Que tipo de proposta tem norteado o grupo de São Bernardo do Campo, voltado para os estudos da comunicação?

J.M.M. – A mística do Grupo de São Bernardo pode ser resumida numa frase: pragmatismo utópico. Resgatando o legado da Escola Latino-Americana de Comunicação formamos uma geração de estudiosos midiáticos vocacionados para decifrar a esfinge midiática.

A mesma proposta poderia ser ampliada para outras regiões do país?

J.M.M. – Ela começa a se difundir pelo restante do país, na medida em que nos mestres e doutores atuam em outras universidades. Se eles não logram resultados imediatos é porque se defrontam com ambiente hostil, cimentado pelas atitudes apocalípticas importadas dalém-mar, especialmente ancoradas nas defasadas teses da diáspora frankfurtiana.

Em sua opinião, a nossa universidade tem contribuído a contento para explicar as variações do fenômeno midiático no Brasil?

J.M.M. – Os estudos midiáticos na universidade brasileira são ainda muito recentes. Apesar de termos programas de formação universitária há meio século, as atividades de pesquisa são ainda embrionárias. Temos multiplicado os estudos sobre a mídia, embora eles ainda permaneçam em patamares descritos. Falta uma vanguarda capaz de dar tratamento holístico ao conhecimento estocado, evitando a desnecessária reprodução de pesquisas já feitas em outros espaços e no mesmo tempo.

Como o senhor avalia as propostas de criação de um quinto poder para atuar como um agente fiscalizador da mídia?

J.M.M. – Acho fundamental que o Estado brasileiro mantenha instâncias destinadas a monitorar cientificamente a mídia, como aliás o fazem as nações democráticas. Contudo, acho perigosa a institucionalização de um mecanismo regulatório. Somos uma nação onde a tradição autoritária continua profundamente enraizada no tecido social. Por isso, a regulação dos sistemas midiáticos deve ser feita pelo Parlamento, fiscalizada pelo Judiciário, e implementada pelo Executivo. É fundamental garantir plena liberdade de ação para que as empresas e a sociedade civil possam nele intervir, dentro dos princípios da livre iniciativa.

O Brasil real, com suas múltiplas manifestações culturais, não aparece na grande mídia, ou não está incluído na agenda midiática. Como é que essa barreira pode ser vencida?
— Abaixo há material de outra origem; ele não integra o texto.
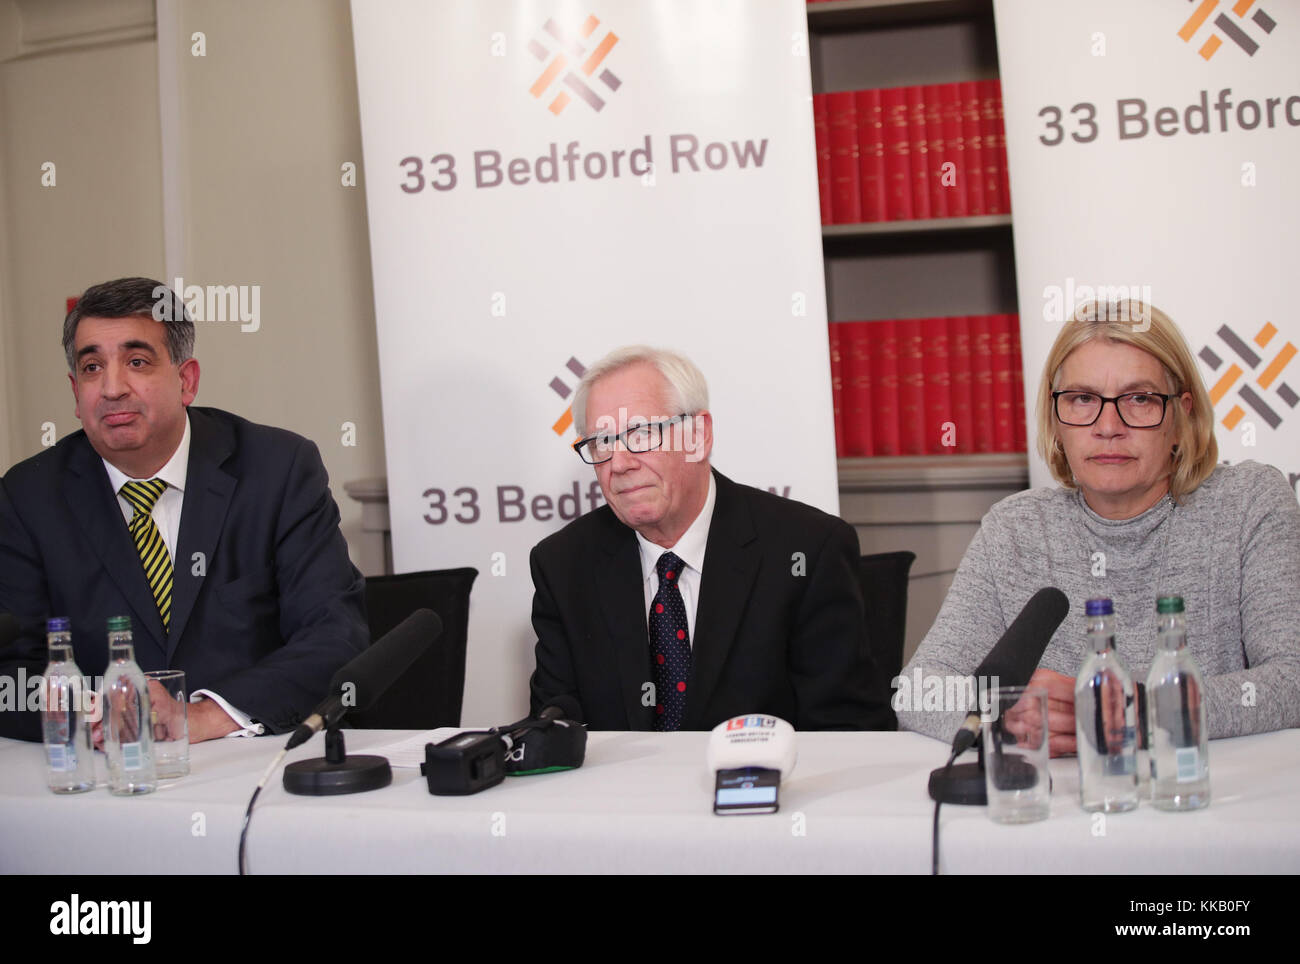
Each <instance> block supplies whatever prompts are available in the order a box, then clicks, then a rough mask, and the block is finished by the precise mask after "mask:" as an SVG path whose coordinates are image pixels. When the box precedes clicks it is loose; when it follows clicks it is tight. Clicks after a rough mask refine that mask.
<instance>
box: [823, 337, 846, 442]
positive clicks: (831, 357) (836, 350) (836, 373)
mask: <svg viewBox="0 0 1300 964" xmlns="http://www.w3.org/2000/svg"><path fill="white" fill-rule="evenodd" d="M827 338H828V340H829V343H831V411H832V412H833V413H835V455H836V457H842V456H844V452H845V448H844V359H842V355H841V352H840V326H839V325H837V323H835V322H833V321H832V322H831V323H829V325H827Z"/></svg>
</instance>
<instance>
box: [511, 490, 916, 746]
mask: <svg viewBox="0 0 1300 964" xmlns="http://www.w3.org/2000/svg"><path fill="white" fill-rule="evenodd" d="M714 478H715V479H716V483H718V496H716V500H715V503H714V517H712V522H711V524H710V529H708V543H707V546H706V548H705V568H703V577H702V579H701V585H699V603H698V608H697V611H695V634H694V639H693V641H692V669H690V678H689V679H688V682H686V711H685V716H684V718H682V729H686V730H707V729H711V728H714V726H715V725H718V724H719V722H722V721H723V720H727V718H729V717H732V716H740V715H742V713H771V715H774V716H779V717H781V718H784V720H788V721H789V722H792V724H793V725H794V726H796V729H802V730H818V729H893V728H894V717H893V712H892V711H891V709H889V704H888V689H887V687H885V686H884V685H883V683H881V681H878V679H876V676H875V673H874V669H872V661H871V656H870V653H868V651H867V641H866V633H865V628H863V609H862V594H861V589H859V586H858V579H857V574H855V573H857V565H858V537H857V533H855V531H854V530H853V527H852V526H849V525H848V524H846V522H844V521H842V520H840V518H836V517H833V516H828V514H827V513H824V512H820V511H818V509H815V508H813V507H811V505H805V504H803V503H798V501H793V500H789V499H783V498H780V496H776V495H772V494H770V492H764V491H762V490H758V488H751V487H749V486H742V485H737V483H735V482H732V481H729V479H728V478H725V477H724V476H722V474H720V473H718V472H714ZM532 569H533V589H534V594H533V628H534V630H536V631H537V669H536V672H534V673H533V678H532V683H530V686H532V708H533V712H534V713H537V712H538V711H541V709H542V708H543V707H545V705H547V703H549V700H550V699H554V698H555V696H560V695H568V696H572V698H575V699H577V702H578V703H580V704H581V707H582V713H584V717H585V721H586V722H588V725H589V726H590V728H591V729H597V730H649V729H653V726H654V705H653V703H651V705H649V707H647V705H643V702H642V694H643V691H645V690H643V687H645V683H647V682H650V681H653V679H654V673H653V670H651V668H650V643H649V637H647V629H646V615H647V613H646V604H645V594H643V590H642V574H641V559H640V552H638V548H637V540H636V534H634V533H633V530H632V529H629V527H628V526H625V525H623V524H621V522H620V521H619V520H617V517H616V516H615V514H614V511H612V509H611V508H610V507H608V505H604V507H602V508H599V509H595V511H594V512H590V513H588V514H585V516H582V517H580V518H576V520H575V521H572V522H569V524H568V525H567V526H564V529H562V530H560V531H558V533H555V534H554V535H551V537H549V538H546V539H543V540H542V542H539V543H538V544H537V546H536V547H534V548H533V553H532Z"/></svg>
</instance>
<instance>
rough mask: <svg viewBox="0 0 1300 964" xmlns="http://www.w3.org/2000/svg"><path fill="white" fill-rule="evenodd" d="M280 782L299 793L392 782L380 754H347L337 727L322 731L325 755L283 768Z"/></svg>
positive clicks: (392, 770) (340, 791)
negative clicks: (368, 754) (322, 732)
mask: <svg viewBox="0 0 1300 964" xmlns="http://www.w3.org/2000/svg"><path fill="white" fill-rule="evenodd" d="M282 782H283V786H285V790H286V791H287V793H291V794H298V795H300V796H334V795H335V794H360V793H365V791H367V790H378V789H380V787H385V786H387V785H389V783H391V782H393V768H391V767H389V761H387V760H386V759H385V757H382V756H348V755H347V752H346V750H344V747H343V734H342V733H341V731H339V730H338V729H331V730H328V731H326V733H325V756H317V757H316V759H313V760H299V761H298V763H291V764H289V767H286V768H285V776H283V781H282Z"/></svg>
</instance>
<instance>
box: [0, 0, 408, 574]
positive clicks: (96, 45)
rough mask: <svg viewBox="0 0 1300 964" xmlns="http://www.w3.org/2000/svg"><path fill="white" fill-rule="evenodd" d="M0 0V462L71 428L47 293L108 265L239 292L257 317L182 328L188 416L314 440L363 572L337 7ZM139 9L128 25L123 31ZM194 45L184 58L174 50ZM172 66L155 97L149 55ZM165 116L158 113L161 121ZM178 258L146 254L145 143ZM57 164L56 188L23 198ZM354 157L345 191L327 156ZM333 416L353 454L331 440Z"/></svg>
mask: <svg viewBox="0 0 1300 964" xmlns="http://www.w3.org/2000/svg"><path fill="white" fill-rule="evenodd" d="M159 8H160V10H162V12H164V14H170V16H164V17H161V22H162V23H164V30H165V31H166V32H165V34H164V35H162V36H156V34H155V27H153V23H152V17H153V5H152V4H144V5H143V6H142V5H140V4H139V3H135V1H134V0H107V1H105V0H77V1H74V0H66V1H65V3H61V4H59V5H51V6H43V5H40V4H39V3H36V1H35V0H0V31H4V36H0V60H3V61H4V62H0V122H3V126H0V177H3V178H4V188H3V197H0V216H3V221H0V225H3V226H0V233H3V235H4V236H3V239H0V373H3V375H4V382H5V385H4V391H3V392H0V400H3V401H4V403H5V413H4V417H3V418H0V460H3V464H0V469H3V468H5V466H8V465H9V464H12V463H13V461H17V460H18V459H22V457H26V456H27V455H31V453H34V452H36V451H39V448H40V426H42V424H43V422H45V421H53V422H55V424H56V427H57V434H59V435H60V437H62V435H65V434H68V433H69V431H73V430H75V429H77V427H79V425H78V422H77V421H75V418H74V417H73V409H72V398H70V392H69V390H68V385H66V378H65V375H64V372H65V365H64V364H62V361H61V356H60V349H59V327H60V321H61V318H62V311H64V300H65V299H66V298H68V296H69V295H75V294H78V292H79V291H81V290H82V288H85V287H86V286H87V285H90V283H94V282H98V281H104V279H107V278H113V277H120V275H125V274H146V275H151V277H156V278H165V279H166V281H168V282H169V283H170V282H172V279H173V277H174V274H179V275H181V277H182V278H185V283H186V285H191V283H198V285H222V286H226V285H235V286H243V285H246V286H253V285H256V286H259V287H260V320H259V321H260V326H259V329H257V330H256V331H240V326H239V325H238V323H237V322H218V321H203V322H199V323H198V344H196V349H195V355H196V356H198V359H199V361H200V365H201V372H203V374H201V382H200V388H199V398H198V403H196V404H200V405H214V407H218V408H227V409H231V411H234V412H238V413H239V414H242V416H244V417H248V418H252V420H253V421H260V422H269V424H274V425H279V426H283V427H287V429H291V430H294V431H298V433H302V434H303V435H307V437H308V438H312V439H313V440H316V443H317V444H318V446H320V450H321V455H322V457H324V460H325V466H326V468H328V470H329V474H330V482H331V486H333V490H334V498H335V500H337V501H338V504H339V509H341V512H342V514H343V534H344V535H346V537H347V539H348V543H350V544H351V546H352V555H354V559H355V560H356V561H357V565H359V566H360V568H361V569H363V570H364V572H368V573H372V572H378V570H380V568H381V565H382V560H381V559H378V557H374V553H373V552H369V551H368V550H367V548H365V543H364V540H363V539H361V538H360V507H359V505H357V504H356V503H354V501H351V500H350V499H348V498H347V496H346V495H344V492H343V483H344V482H347V481H350V479H354V478H359V477H368V476H382V474H383V472H385V464H383V430H382V422H381V412H380V388H378V360H377V347H376V335H374V309H373V300H372V290H370V262H369V240H368V234H367V231H368V229H367V221H365V195H364V181H363V177H364V174H363V171H361V170H360V168H361V144H360V121H359V112H357V100H356V78H355V69H354V60H352V35H351V17H350V9H348V5H347V3H346V0H279V1H277V3H273V4H268V3H260V1H259V0H239V1H233V0H220V1H214V0H183V1H181V3H175V1H174V0H159ZM142 14H143V16H146V17H147V19H148V22H147V23H144V25H142V23H140V18H142ZM195 31H201V32H203V34H204V43H205V56H203V57H195V56H191V36H192V34H194V32H195ZM160 48H161V49H162V52H164V56H165V57H168V56H170V57H173V60H172V62H173V64H174V65H175V81H177V82H175V86H174V87H169V90H166V91H164V104H162V107H164V120H162V121H161V125H160V97H159V62H157V61H159V51H160ZM169 107H170V108H174V109H170V112H169V113H168V108H169ZM164 129H165V130H166V131H168V136H169V138H172V140H170V143H172V144H173V146H174V147H175V157H177V159H178V165H177V166H175V168H174V170H173V173H174V177H175V183H177V184H178V190H177V191H175V192H174V195H173V196H174V197H175V199H177V201H178V204H177V205H175V208H174V210H169V212H168V213H169V216H173V217H177V218H179V221H178V223H179V225H181V226H182V229H183V230H182V233H181V235H179V236H181V244H179V246H178V248H177V251H175V252H174V253H175V255H177V256H178V257H177V260H175V262H174V264H173V265H170V266H172V272H173V274H169V272H168V266H169V265H168V264H166V253H165V246H164V234H162V220H164V203H162V197H164V188H162V184H164V166H162V165H164V160H162V149H161V143H162V133H161V131H162V130H164ZM45 160H52V161H55V162H56V165H57V168H56V170H57V187H55V188H42V187H40V164H42V162H43V161H45ZM346 161H352V162H355V164H356V166H357V175H356V182H357V186H356V187H344V186H342V183H341V165H342V164H343V162H346ZM344 424H351V425H354V426H355V446H348V444H344V440H346V439H344V427H343V426H344Z"/></svg>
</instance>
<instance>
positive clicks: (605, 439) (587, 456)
mask: <svg viewBox="0 0 1300 964" xmlns="http://www.w3.org/2000/svg"><path fill="white" fill-rule="evenodd" d="M685 417H686V413H685V412H684V413H682V414H675V416H673V417H672V418H664V420H663V421H659V422H643V424H641V425H633V426H630V427H628V430H627V431H621V433H619V434H617V435H589V437H588V438H585V439H578V440H577V442H575V443H573V451H575V452H577V453H578V455H580V456H581V457H582V461H585V463H586V464H588V465H599V464H601V463H607V461H610V459H612V457H614V451H615V448H617V444H619V443H620V442H621V443H623V444H624V447H625V448H627V450H628V451H629V452H636V453H637V455H640V453H642V452H650V451H653V450H655V448H659V446H662V444H663V426H666V425H672V424H673V422H680V421H681V420H682V418H685Z"/></svg>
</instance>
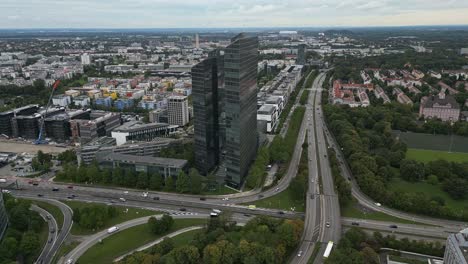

J.M.M. – A produção cultural nas indústrias midiáticas se faz de acordo com as lentes de uma camada que oscila entre o elitismo da academia e o comercialismo dos gestores empresariais. Para incluir o Brasil real em nossa mídia seria necessário ampliar, fundamentalmente, os espaços regionais, tendo em vista continuamos a ser um arquipélago cultural. Concomitantemente, seria desejável promover nas redes escolares programas de alfabetização midiática, desmistificando e desmistificando os conceitos equivocados que permeiam as atitudes da grande maioria dos nossos agentes educacionais.

Para o senhor, quais seriam os atributos da TV ideal no Brasil, para ficar somente na mais controversa das mídias?

J.M.M. – A TV ideal é aquela, em qualquer sociedade, que está sintonizada com as aspirações culturais dos contingentes majoritários da sociedade, garantindo-se evidentemente espaços segmentados para o deleite intelectual das elites. Enquanto o sistema educacional brasileiro não for universalizado e melhorado, continuaremos a ter cidadãos incapazes de demandar conteúdos mais avançados no espectro televisivo. Na medida em que lograrmos elevar o nível cultural da nossa população, imediatamente serão elevadas as aspirações populares nos terrenos do entretenimento, do jornalismo e da educação permanente.